奇妙な形のその船は、特に何の被害も受けていないように見えた。
「船はなくても生活できたんだ。家があれば。魔女は家のほうが、被害が大きくなるって、わかってて、やったんだろうな」
明らかに、トランは精神的にダメージを受けていた。船室の1つを指さし、バートに案内させると、そのまま引き籠もってしまった。
広い食堂にスーツケースを運び込み、バートとアパラチカが調べ始める。アミは、自分も船室に引き籠もる。アパラチカが許可しない限り、一緒に作業するわけにはいかなかった。
船室に入って荷物を置いてから、横になろうとして、問題に気づく。トランの家に、ゆったりしたアルテン服を置きっぱなしにしてしまった。仕方なく、アミは蒲団の中で下着だけになり、横になる。
ベッドに倒れ込むと、アミはあっという間に眠ってしまう。疲れが溜まっていたのだ。どんなにゆっくり休んでも、やはりベッドできちんと休まないと、抜けない疲れや痛みがあった。柔らかい蒲団の心地よさは、今のアミには感動的なほどありがたかった。
アミが目覚めたのは、既に夜になってからだった。アミはそっと服を着直し、船室を出て様子を窺う。
バートとアパラチカは、本に向き合ってはおらず、薬棚の前で、何やら探し回っている様子だった。
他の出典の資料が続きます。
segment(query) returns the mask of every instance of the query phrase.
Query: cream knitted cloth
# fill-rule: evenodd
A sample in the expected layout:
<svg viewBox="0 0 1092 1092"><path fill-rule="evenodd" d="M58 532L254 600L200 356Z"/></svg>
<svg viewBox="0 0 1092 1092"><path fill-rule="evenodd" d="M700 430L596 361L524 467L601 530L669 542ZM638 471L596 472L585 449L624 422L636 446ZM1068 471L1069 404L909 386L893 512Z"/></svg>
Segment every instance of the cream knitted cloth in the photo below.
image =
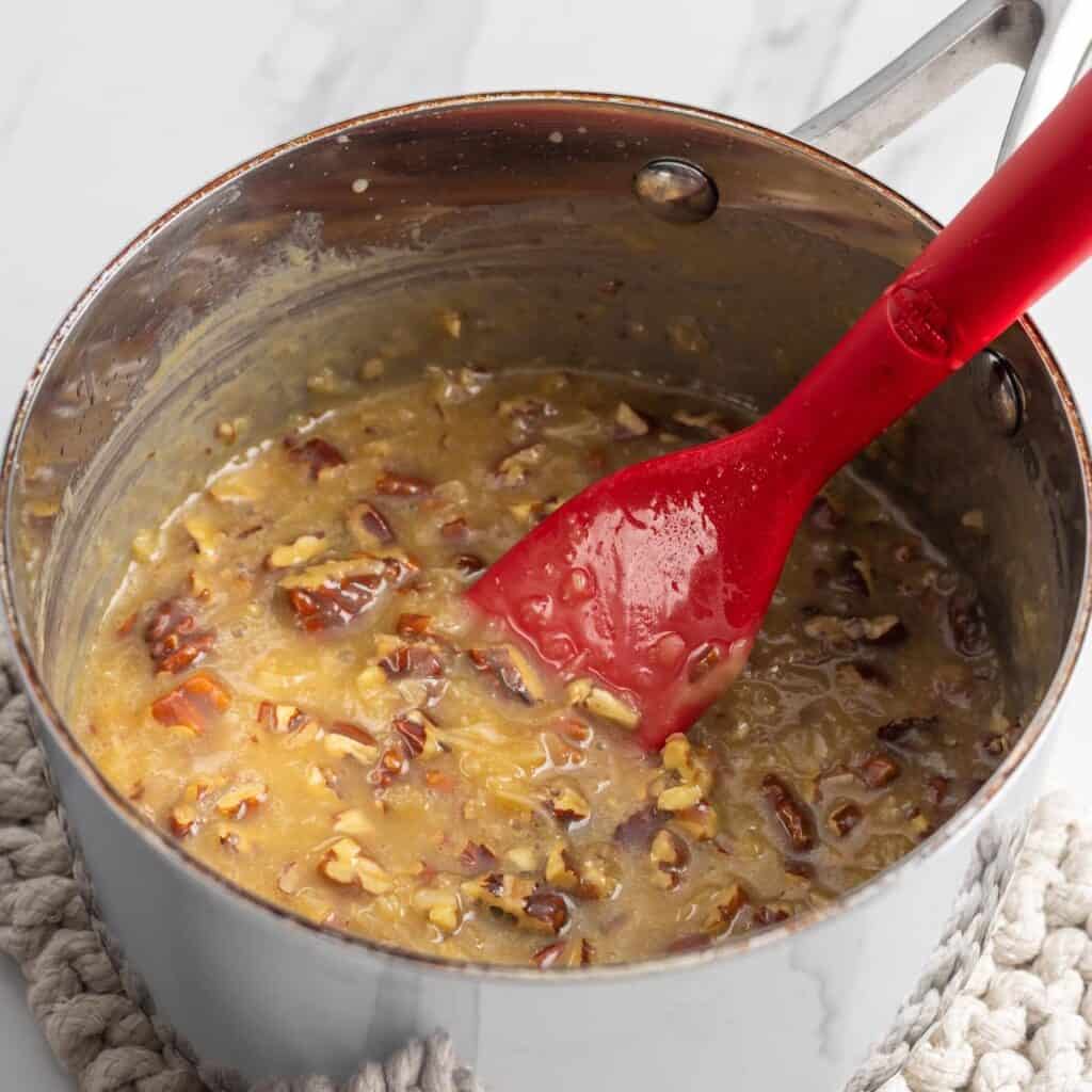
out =
<svg viewBox="0 0 1092 1092"><path fill-rule="evenodd" d="M1019 870L963 994L882 1092L1092 1092L1092 820L1040 804ZM244 1092L202 1066L110 947L0 649L0 951L85 1092ZM263 1092L474 1092L450 1041L413 1041L343 1085L311 1077ZM257 1092L257 1090L254 1090ZM788 1092L788 1090L776 1090ZM795 1092L795 1090L794 1090ZM803 1092L803 1090L800 1090Z"/></svg>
落ち込んで寝てしまったトランも、今はそこに加わっていた。
「いや、それは役に立たないよ……」
トランの声が聞こえてくる。
アミは、自分だけ参加できないので、置いてあった紅茶のボトルを取って飲み始める。集中しているらしい3人に、気楽に声はかけられなかった。仕方なく、アミは紅茶のボトルを持ったまま、自分の借りている部屋に戻る。歪んだ形の天井を見つめながら、まだ残っていた携帯食料をかじった。
そろそろ食べ飽きてしまった、乾燥した食感に、アミは顔をしかめる。一応、村に戻ってきているのだから、明日になれば買い出しはできる。ただ、アミは村人たちの暗い表情を見たいとは思わなかった。